Shifting to electric vehicles will mean there is a more urgent need to switch to clean energy production.
“As a result of today’s Supreme Court ruling, future EPA regulation of power plant emissions will be more costly and less effective,” adds Forbes. “Other tools (such as expensive new requirements for carbon capture and sequestration or indirect regulation of water or other air emissions) may be needed, unless Congress acts to allow the EPA to implement other, less intrusive and more effective solutions in conjunction with state environmental regulators.”
Energy industry trends
Even though the 2015 CPP was never truly implemented, most states followed the mandates it sought to enforce, meaning GHG emissions were reduced.
In the past, natural gas prices were significantly cheaper than fossil fuels, and policies rewarding decarbonization were put in place, along with tax credit incentives for clean energy. These factors aided in a transition from coal-generated power plants.
“Utilities have retired over 546 power plants (comprising over 100 GW of utility-scale coal-fired electric-generating capacity), mostly ageing power plants built in the 1970s and 1980s, over the past decade,” continues Forbes. “At least 1 in 4 of the remaining coal-fired power plants (out of a total remaining fleet with about 200 GW of generating capacity and about 23% of total power generation) is slated to retire by 2035, according to the U.S. Energy Information Administration, even in the absence of new federal limits on [GHG] emissions.”
Replacement plants are fueled by natural gas or renewable energy sources. Now, with rising natural gas prices, the shift to renewable sources such as solar, wind, and water-driven energy is the most profitable route for the energy industry.
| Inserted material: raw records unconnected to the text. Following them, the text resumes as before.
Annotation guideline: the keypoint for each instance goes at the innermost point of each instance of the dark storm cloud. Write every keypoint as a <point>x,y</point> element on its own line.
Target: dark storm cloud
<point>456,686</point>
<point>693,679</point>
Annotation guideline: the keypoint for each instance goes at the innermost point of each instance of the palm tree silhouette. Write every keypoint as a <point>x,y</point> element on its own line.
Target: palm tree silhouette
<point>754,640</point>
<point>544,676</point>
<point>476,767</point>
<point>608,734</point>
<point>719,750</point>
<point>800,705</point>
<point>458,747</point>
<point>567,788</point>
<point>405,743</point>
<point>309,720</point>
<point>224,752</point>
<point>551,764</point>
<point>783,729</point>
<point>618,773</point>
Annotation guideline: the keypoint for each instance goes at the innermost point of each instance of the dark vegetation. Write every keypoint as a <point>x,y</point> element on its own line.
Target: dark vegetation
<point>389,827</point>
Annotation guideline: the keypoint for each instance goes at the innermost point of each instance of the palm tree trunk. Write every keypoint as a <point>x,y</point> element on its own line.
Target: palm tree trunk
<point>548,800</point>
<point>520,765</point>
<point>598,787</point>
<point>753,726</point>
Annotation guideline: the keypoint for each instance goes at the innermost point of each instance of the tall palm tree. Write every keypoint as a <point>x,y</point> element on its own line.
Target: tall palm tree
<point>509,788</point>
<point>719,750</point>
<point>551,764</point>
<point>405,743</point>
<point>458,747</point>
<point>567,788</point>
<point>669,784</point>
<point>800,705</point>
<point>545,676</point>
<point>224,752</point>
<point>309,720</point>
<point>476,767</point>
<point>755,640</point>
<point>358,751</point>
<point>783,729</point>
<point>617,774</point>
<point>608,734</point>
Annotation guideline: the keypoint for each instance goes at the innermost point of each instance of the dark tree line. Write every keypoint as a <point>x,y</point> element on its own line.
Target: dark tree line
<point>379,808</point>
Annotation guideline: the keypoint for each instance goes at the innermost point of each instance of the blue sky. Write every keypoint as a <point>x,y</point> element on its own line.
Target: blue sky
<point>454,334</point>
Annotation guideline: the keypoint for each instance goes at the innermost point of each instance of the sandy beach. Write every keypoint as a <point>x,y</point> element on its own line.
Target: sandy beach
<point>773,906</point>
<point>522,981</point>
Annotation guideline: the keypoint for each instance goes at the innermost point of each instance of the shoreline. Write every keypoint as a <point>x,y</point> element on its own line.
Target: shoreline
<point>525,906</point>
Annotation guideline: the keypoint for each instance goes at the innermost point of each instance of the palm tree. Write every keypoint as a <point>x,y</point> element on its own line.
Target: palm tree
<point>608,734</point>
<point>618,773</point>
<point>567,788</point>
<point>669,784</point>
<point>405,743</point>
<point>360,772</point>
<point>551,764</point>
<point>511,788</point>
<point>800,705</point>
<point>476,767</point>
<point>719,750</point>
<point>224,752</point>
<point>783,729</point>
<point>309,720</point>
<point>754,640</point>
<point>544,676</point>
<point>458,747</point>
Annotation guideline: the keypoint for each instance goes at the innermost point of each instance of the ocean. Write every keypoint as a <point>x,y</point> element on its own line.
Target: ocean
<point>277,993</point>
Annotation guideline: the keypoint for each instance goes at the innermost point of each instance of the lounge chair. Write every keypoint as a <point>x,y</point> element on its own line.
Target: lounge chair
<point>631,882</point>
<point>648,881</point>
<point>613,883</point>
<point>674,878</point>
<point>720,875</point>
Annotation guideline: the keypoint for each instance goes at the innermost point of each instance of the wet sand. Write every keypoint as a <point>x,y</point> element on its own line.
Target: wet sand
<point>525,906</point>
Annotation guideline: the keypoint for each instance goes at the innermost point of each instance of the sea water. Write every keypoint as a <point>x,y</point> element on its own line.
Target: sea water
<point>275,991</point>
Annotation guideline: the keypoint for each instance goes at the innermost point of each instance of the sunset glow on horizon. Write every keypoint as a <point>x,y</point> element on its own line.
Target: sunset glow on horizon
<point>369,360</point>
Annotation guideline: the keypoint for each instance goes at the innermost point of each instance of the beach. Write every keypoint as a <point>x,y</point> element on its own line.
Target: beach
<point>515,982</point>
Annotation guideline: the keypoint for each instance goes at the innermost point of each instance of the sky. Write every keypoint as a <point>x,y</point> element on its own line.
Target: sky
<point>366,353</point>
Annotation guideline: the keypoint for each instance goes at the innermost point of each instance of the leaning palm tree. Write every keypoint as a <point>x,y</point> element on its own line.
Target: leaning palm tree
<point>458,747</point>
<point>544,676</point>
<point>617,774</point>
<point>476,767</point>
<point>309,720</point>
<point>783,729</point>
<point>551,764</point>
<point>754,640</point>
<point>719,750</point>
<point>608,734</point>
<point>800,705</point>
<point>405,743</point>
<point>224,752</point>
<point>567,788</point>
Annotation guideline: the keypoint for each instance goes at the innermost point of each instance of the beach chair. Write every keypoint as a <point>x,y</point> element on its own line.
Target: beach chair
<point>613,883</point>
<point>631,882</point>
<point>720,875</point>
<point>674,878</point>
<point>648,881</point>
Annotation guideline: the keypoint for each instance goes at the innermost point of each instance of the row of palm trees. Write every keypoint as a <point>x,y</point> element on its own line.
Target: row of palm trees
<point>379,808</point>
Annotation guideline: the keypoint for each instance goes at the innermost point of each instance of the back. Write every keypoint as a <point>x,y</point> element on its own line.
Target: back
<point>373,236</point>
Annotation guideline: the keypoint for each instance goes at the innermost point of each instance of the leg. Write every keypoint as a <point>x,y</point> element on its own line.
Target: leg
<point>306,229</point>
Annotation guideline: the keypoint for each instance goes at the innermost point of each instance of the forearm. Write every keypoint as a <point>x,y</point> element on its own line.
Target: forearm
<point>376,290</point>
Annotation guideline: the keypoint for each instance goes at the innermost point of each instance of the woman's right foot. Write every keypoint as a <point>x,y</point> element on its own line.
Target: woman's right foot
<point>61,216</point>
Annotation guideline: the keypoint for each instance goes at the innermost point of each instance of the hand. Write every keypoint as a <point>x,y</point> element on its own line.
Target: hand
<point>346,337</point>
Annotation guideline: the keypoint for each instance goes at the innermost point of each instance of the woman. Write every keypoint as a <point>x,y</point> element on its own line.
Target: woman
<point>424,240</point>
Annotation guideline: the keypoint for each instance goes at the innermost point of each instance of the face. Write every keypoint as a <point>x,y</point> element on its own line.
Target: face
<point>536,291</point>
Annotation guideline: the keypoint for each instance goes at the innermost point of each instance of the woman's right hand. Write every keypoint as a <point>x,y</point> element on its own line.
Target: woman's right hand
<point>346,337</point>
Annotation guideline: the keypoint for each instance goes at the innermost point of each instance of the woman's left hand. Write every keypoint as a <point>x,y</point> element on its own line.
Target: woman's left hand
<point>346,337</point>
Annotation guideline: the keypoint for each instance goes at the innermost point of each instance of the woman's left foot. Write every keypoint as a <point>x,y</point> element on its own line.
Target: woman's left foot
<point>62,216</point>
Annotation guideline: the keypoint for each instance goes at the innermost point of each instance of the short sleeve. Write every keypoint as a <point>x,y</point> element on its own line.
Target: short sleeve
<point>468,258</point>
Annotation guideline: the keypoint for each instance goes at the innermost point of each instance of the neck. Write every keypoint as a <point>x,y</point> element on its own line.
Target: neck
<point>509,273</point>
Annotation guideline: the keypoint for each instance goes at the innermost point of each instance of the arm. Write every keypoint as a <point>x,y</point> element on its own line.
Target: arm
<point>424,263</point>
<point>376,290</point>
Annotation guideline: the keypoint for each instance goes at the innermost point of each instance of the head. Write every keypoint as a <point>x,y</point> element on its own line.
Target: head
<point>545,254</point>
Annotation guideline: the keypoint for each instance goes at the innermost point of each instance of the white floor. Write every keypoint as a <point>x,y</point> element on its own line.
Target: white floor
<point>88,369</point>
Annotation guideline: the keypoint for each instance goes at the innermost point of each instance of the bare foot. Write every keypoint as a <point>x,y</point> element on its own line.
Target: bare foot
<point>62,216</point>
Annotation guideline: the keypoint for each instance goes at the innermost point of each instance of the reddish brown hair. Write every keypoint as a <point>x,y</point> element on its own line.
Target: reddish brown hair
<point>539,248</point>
However, the solar industry faces its own challenges, such as supply chain disruptions, trade tariffs with China (the leading low-cost source), and inflation.
Another threat to this industry is recent enforcement actions.
“U.S. Customs and Border Protection … reportedly started detaining PV modules that cannot show supply chain documentation for the quartzite used to make polysilicon under the new Uyghur Forced Labor Prevention Act, which passed Congress nearly unanimously in January and took effect on June 21, 2022,” says Forbes.
Other impacts from the decision are likely to include clean energy investments. Forecasting valuations becomes more difficult in the wake of judicial decisions such as this one because of the uncertainty in how the EPA will respond.
Forbes says, “Changes in law, uncertainty about new regulations or agency powers, and fear of judicial pivots: these political risks can chill investment across sectors.”